According to the Senate, the Executive projected Inflation rate of 11.95%, Fiscal deficit estimate of N5. 16 trillion (including GOEs) and its projected new borrowings of N4.28 trillion (including Foreign and domestic Borrowing) should be sustained, subject to the provision of details of the borrowing plan to the National Assembly.
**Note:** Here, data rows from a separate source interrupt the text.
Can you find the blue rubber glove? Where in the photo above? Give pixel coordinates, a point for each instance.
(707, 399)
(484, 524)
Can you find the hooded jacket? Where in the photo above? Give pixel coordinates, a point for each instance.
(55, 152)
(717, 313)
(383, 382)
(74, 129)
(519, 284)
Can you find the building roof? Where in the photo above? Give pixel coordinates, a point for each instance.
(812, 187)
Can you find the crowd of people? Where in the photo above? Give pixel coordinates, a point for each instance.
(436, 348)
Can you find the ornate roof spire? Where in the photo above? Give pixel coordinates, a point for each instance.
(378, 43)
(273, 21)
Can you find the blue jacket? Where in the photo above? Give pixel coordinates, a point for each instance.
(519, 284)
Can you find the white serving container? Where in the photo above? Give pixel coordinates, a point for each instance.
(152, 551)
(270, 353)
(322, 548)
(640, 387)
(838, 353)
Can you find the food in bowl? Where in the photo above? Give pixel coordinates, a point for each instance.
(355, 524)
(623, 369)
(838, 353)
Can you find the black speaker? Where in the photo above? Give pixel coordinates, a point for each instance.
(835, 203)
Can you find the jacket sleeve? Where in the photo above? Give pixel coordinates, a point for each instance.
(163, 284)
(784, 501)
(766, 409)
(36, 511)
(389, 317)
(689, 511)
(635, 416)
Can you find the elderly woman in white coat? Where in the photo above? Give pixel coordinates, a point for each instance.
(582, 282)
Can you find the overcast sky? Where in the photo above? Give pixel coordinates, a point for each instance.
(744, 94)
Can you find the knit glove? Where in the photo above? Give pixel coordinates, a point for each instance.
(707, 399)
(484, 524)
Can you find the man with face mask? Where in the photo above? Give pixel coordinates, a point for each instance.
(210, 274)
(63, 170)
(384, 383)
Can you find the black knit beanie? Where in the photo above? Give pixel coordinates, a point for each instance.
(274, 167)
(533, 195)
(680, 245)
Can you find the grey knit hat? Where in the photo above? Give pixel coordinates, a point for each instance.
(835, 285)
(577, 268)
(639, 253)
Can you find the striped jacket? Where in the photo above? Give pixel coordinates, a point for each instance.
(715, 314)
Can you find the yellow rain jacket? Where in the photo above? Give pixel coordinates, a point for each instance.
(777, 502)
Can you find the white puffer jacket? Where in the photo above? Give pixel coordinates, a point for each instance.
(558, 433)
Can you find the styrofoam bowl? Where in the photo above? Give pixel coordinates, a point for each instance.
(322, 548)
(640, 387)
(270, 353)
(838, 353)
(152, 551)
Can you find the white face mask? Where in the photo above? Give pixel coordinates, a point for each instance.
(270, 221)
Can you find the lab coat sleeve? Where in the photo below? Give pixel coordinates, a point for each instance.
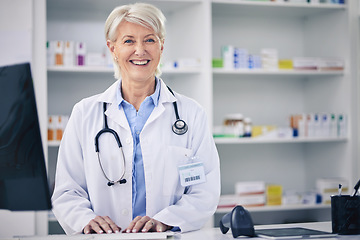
(70, 199)
(199, 203)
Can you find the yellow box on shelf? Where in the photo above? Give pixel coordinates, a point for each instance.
(286, 64)
(273, 194)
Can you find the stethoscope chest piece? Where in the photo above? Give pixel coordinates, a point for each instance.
(180, 127)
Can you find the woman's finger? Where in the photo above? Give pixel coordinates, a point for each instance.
(132, 224)
(149, 225)
(114, 228)
(140, 224)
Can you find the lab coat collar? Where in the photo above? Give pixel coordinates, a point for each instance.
(109, 96)
(118, 115)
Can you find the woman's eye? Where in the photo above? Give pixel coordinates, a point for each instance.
(150, 40)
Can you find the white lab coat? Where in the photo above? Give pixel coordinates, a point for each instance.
(81, 190)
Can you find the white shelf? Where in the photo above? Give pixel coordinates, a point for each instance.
(234, 7)
(221, 71)
(279, 208)
(53, 143)
(220, 140)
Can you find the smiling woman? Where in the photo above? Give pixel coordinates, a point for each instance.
(169, 175)
(136, 51)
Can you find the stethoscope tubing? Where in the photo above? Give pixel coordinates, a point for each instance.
(179, 127)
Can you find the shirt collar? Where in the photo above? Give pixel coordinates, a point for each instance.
(155, 96)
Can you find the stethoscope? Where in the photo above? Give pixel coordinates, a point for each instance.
(179, 127)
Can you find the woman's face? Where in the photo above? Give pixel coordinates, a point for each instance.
(138, 50)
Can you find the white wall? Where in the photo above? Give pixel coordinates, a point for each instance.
(22, 39)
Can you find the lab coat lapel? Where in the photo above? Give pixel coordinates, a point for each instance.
(117, 115)
(113, 112)
(165, 97)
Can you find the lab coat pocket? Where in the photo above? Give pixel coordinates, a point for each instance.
(175, 157)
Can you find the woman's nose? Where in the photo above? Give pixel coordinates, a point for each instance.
(140, 49)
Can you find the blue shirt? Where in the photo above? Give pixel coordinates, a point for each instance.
(137, 120)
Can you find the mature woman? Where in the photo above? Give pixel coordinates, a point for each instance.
(164, 175)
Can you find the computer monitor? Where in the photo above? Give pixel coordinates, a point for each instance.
(23, 179)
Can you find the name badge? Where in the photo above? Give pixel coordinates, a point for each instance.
(191, 174)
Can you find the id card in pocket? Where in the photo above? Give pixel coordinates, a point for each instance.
(191, 174)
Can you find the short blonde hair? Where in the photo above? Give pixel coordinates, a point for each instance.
(143, 14)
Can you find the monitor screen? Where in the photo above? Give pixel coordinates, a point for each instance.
(23, 178)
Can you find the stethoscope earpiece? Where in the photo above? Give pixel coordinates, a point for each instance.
(180, 127)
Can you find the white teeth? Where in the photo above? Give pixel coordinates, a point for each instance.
(140, 62)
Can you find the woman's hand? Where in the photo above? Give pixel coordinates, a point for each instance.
(146, 224)
(101, 225)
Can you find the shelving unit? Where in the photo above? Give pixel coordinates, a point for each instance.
(198, 29)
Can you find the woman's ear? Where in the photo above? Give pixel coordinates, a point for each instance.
(110, 45)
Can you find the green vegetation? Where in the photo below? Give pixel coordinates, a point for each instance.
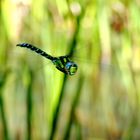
(101, 101)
It further approved: “That the following sundry parameters in the 2021-2023 MTEF/FSP Document be also sustained: FGN retained revenue of N7.89 trillion; total FGN proposed expenditure of N13.08 trillion; Fiscal deficit of N5.19 trillion (including GOEs); New Borrowings of N4.28 trillion (including Foreign and domestic Borrowing);
“Statutory transfers, totaling, N484.4 billion; Debt Service estimate of N3.12 trillion; Sinking Fund to the tune of N220 billion; pension, Gratuities and Retirees Benefits of N520.6 billion; and Aggregate FGN Expenditure of N13.08 trillion; made up of Total Recurrent (Non-debt) of N5.66 trillion; Personnel Costs (MDAs) of N3.05 trillion; of Capital expenditure (exclusive of Transfers) N3.58 trillion; Special Intervention (Recurrent) amounting to N350 billion; and Special intervention (Capital) of N20 billion.”
To address some observed lapses among revenue generating MDAs, the Committees recommended for “the immediate legislative actions to amend the Fiscal Responsibility Act (FRA, 2007) to improve revenue generating and remittance capacity of Agencies of the Federal Government, in particular Section 21 (1) and Section 22(1)(2).’
It also wants “immediate steps be taken by relevant Standing Committees of the Senate to examine the laws guiding the operations of all revenue generating agencies under their oversight to determine specific sections/clauses requiring amendment with a view to plugging wastages and boosting revenue generation capacity of government.”
It further recommended that the streamlining of all Stamp Duty collection activities by the MDAs and domicile with FIRS, to eliminate loss and to deploy the use of ICT in the collection of these stamp duties.
It also wants the Ministry of Finance, Budget and National Planning, as well as the Budget Office of the Federation to re-examine the assumptions underlying the revenue targets of all the federal government agencies, to ensure the credibility of such assumptions, and the figures arising therefrom.